2017年3月4日土曜日

幾冊かの本

 <中島義道 『差別感情の哲学』(講談社、2009年)>:被差別部落・障害者・在日・性・LGBTなどを対象に多様な差別が存在する。そして差別をすることへの抑制・禁止がある。しかし、差別はなくならないと思っている。あらゆる差別に対し、差別する側もされる側も本質的には人を差別する(してしまう)ことは不可避と思っている。言いかえれば立場を変えればどんな人も人を差別する(してしまう)ことに陥ってしまうと考えている。ここでいう差別は何も態度あるいは言葉として発する差別だけではなく、表には出さずとも心の中で抱いてしまう感情をも含んでいる。差別のない社会は実現不可能である。また、一切の差別感情を抱かない人もいないと思う。そして、「差別」に関する本が何冊か手許にある。順番として先ずはこの本を読んで頭を整理し、範囲を狭めた本に進もうと思う。
 そもそも差別する感情は何から生じてしまうのか、そのヒントを得ようとこの本を持ち出した。組織的に、法的に、社会体制をどうすればいいのか、などとは考えていない。あくまでも差別感情の本質に近づき、自分がどう向き合うのかが課題である。本文にもあるように人間は平等だとか、基本的人権などとそれらを眼前にぶら下げるのはきれい事としか思えない。運動会で順位を争わないとか、学校の成績を柔らかに3区分に表現するとか、努力すれば報われるとかそんなきれい事を塗り重ねても、厚化粧はいつか剥がれるが如く、きれい事も削ぎ落ちる。
 人びとのあらゆる行動には必ず差異(優劣)が生じる。勉強しても運動しても差異は生じるし、そもそも努力する能力にも差異はある。生まれながらの差異もある。個々の人間はその差異によって生じる(生じた)差別に晒される宿命にあるし、差別してしまう感情を完全に消滅はできない(多分差別感情のまったくない人間はつまらない人間であろう)。差異が生じれば上下関係(権力)もできる。その差異構造の本質を見えないように努力しても見かけ上の結果にしか結びつかない。いじめもなくならないし、いじめ対策もいつも空疎な言葉しか発せられない。
 そのような中で、巻末の言葉は大切にしたい-「”差別したい自分”と”差別したくない自分”とのせめぎ合いを正確に測定」し、「”差別したい自分”の声に絶えず耳を傾け、その心を切り開き、抉り出す不断の努力をすること」。

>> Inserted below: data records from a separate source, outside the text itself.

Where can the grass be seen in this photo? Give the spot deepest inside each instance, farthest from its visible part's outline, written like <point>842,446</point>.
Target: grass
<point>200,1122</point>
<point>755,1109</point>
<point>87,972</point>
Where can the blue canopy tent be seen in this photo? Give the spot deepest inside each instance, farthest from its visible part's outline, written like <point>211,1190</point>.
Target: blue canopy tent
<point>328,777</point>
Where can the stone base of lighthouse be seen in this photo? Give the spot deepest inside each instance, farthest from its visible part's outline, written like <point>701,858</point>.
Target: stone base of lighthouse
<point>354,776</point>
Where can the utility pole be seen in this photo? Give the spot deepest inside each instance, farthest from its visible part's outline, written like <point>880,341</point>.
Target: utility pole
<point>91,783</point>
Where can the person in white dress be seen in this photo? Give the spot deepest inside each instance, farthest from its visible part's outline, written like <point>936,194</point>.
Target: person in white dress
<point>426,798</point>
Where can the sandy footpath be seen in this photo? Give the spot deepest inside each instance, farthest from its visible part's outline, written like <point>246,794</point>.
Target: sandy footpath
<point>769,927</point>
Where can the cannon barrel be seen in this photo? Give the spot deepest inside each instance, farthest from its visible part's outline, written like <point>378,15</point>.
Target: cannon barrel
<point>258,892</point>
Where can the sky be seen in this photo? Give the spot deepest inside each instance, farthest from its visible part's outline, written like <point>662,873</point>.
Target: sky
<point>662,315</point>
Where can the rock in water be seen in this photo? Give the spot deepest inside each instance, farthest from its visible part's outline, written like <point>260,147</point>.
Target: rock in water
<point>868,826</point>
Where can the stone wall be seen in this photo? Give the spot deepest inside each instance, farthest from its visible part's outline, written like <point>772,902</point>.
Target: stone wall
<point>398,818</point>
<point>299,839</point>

 <奈良 人権・部落解放研究所編 『日本歴史の中の被差別民』(新人物文庫、2010年)>:部落史を扱う。関心は部落発生を歴史的に知ろうとすることにある。ケガレの意味や部落囲い込みの発生経緯が述べられる。部落史がどのように学術的に取り扱われてきたのかなどには関心が低い。異なる者に抱く人間の感情、集団の発生から惣村、太閤検地による体制への組み込み、人の動きと都市化、などなどが論述される。異人論の二面性(恐れと幸運をもたらす)はどの民族にも社会にもあるとされるが、日本文化における霊魂についてはよく理解できない。霊魂・言霊・祭祀・信仰・鬼神・信仰・宗教・・・苦手な分野である。

 <安彦良和 『ヤマトタケル4』(講談社、2017年)>:伊勢湾を通って火が放たれる草薙の場面に入った。

 <三上延 『ビブリア古書堂の事件手帖⑥』(メディアワークス文庫、2017年)>:最終巻はシェークスピアの稀覯本が題材。まま面白かった。ただ、登場人物の描き方がどうも中途半端で描き切れていない。また、3冊のうち本物はどれかという仕掛けは途中で推測でき、稀覯本に対する展開は面白いけれど、ミステリーとして読むには物足りない。
 アニメと実写で映画化されるらしい。以前にもテレビでドラマ化されたが、その際は古書店の広すぎる店内などに違和感を覚え、また栞子さんが剛力彩芽という嫌いな女優であって興味が削がれた。透き通る肌で長髪の内向的な美人、小柄でスリムだが巨乳という彼女にどのようにキャスティングするのだろうか、少なくとも表紙に描かれるような女優は思いつかない-そもそも若い女優を知らない。
 シリーズは終わったけれど、あとがきにスピンオフ版は出ると書かれている。